Unchecked data collection could prove problematic for users – Gloria Spittel

Over the years, healthcare applications for handheld devices have grown in number. It is possible to find a healthcare app for just about any function from reminding users to take their medications on time to tracking sleeping habits, menstrual cycles, calorie consumption and other important physiological information.

Combined with tech wearables, these apps collect extensive information about us.

These apps are certainly useful and can in some instances – i.e. if connected to the necessary supporting infrastructure – play a vital role in alerting first responders and primary caregivers.

It is not a stretch of the imagination to see how beneficial healthcare apps that monitor and provide alerts about the physiological condition of terminally or chronically ill or feeble patients could be. Indeed, the data collected may inform immediate interventions resulting in better care for the individual while also complementing broader studies.

Healthcare apps are not confined to those that track and monitor physiological signs and data points; they also include those deployed by the medical community to assist in healthcare planning and extending its reach to communities – whether they are marginalised, oppressed, unwilling or unable to obtain the healthcare needed for a plethora of reasons.

For example, apps that help individuals living in communities where certain illnesses are stigmatised may find comfort in reaching out anonymously to receive advice, check symptoms and follow up on the best courses of action.
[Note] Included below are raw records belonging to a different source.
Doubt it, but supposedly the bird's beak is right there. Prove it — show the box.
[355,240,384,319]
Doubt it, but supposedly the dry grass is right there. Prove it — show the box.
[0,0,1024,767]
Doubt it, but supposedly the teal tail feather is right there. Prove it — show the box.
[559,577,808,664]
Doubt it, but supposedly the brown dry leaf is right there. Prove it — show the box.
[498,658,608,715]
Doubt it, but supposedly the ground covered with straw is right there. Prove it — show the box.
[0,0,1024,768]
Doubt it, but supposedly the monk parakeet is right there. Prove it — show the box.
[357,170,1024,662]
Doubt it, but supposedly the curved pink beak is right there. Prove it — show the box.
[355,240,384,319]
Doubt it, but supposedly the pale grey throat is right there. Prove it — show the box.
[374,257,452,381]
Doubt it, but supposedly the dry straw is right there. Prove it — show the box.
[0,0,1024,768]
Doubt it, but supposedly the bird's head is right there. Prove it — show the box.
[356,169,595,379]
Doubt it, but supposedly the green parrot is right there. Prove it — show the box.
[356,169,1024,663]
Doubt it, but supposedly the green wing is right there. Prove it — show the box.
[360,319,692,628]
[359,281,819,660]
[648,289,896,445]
Of course, in some communities, these apps model informal and formal networks offering advice and care to those who cannot easily access the necessary help. Such applications can also be deployed in the event of emergencies such as the numerous tracking apps used during the COVID-19 pandemic.
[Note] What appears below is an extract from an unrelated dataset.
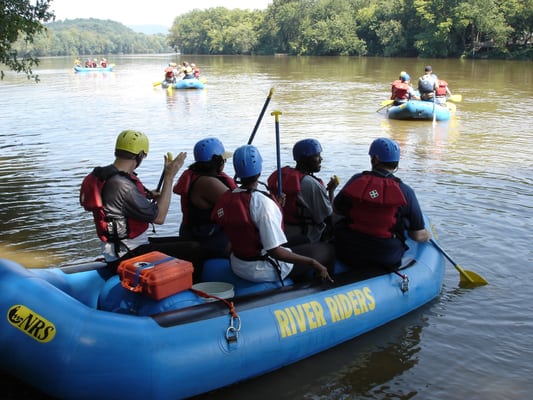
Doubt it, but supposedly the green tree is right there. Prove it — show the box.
[0,0,55,81]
A highly contagious virus, tracking apps deployed in numerous countries help trace, isolate and assist in curtailing the spread of the disease in communities through these actions.

Of course, this tracking of individuals can be achieved without apps; but in a dynamic situation such as the quick spread of highly infectious diseases, it could take too much time and lead to inaccuracy or loss of data if done manually.
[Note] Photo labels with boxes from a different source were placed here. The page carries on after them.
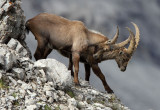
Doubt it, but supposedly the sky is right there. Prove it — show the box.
[22,0,160,110]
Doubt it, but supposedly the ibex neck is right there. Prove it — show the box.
[101,50,119,61]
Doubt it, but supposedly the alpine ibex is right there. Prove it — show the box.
[26,13,139,93]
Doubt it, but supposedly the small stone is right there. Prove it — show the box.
[67,98,77,107]
[12,68,25,80]
[48,97,53,103]
[26,105,37,110]
[53,93,59,101]
[7,96,15,101]
[8,76,17,85]
[31,82,37,90]
[21,83,32,90]
[59,104,69,110]
[25,98,36,106]
[78,101,86,109]
[93,103,105,108]
[0,73,2,79]
[46,91,53,97]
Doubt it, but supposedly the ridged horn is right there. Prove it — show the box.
[127,28,136,55]
[131,22,140,50]
[105,26,119,45]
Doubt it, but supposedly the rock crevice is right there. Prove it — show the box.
[0,0,129,110]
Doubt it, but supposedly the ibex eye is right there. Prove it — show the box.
[119,51,123,55]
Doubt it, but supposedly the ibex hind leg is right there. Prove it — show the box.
[72,52,80,86]
[92,64,113,93]
[68,55,74,77]
[43,47,52,58]
[84,64,91,81]
[34,35,50,60]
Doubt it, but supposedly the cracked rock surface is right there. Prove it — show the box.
[0,40,129,110]
[0,0,129,110]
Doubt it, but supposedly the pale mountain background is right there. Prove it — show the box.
[22,0,160,110]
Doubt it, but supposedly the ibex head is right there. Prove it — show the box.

Yet, COVID-19 tracking and other healthcare apps – both connected to wearables and not – have a common concern and feature.

The feature is that they all collect data and the concern is what they do with it. Privacy concerns may take a backseat to the convenience and absolute necessity of using apps where no alternative to healthcare exists; but it is a concern that affects all users – especially those with reduced agency.

So what? What is it about the privacy of healthcare data that should be of concern to a user? After all, the data collected may comprise anonymised and randomised numbers and patterns that cannot be linked to an identity.

If this was the universal truth about healthcare apps, discussions would have progressed on how to ensure they improve the level of data protection or how they can be emulated in countries that do not have privacy legislature as overarching infrastructure protecting user rights.

Privacy concerns regarding data collection have many areas of consideration of which its collection, access and commercialisation are at least three major domains of worry.

Most apps will be able to explicitly state what is being collected and it may not appear that data linked to your identity is collected. However, the way an app is developed or the ecosystem in which it runs may enable it to pick up identifying details such as email or IP addresses.

Or worse, apps could be hacked to gather data they have no interest in collecting. As such, healthcare apps that record any data should have strong security protocols that aim to prevent hacks and other unauthorised access, and
multi-level authentication for user access.

However, what happens with the data collected is also problematic.

In many instances, data is sold to third parties. The commodification and commercialisation of data is an issue with far-reaching implications from the less sinister advertisements based on collected data, to setting premium models for health insurance companies and intrusive decisions about employability based on medical histories if it falls into the wrong hands.

It is a dire picture but the way in which apps operate is hardly transparent, which in turn impacts what data is collected and how it will be used.

However hard consumers try, they will not have a grasp of the consequences. It is worse in countries without active legal frameworks that protect privacy rights and medical records or even strong consumer rights.

What can be done?

Short of not using healthcare apps, users should choose reputed app providers and check for privacy concerns. No app will be foolproof even though it may claim to be – so the best way forward is to tread carefully.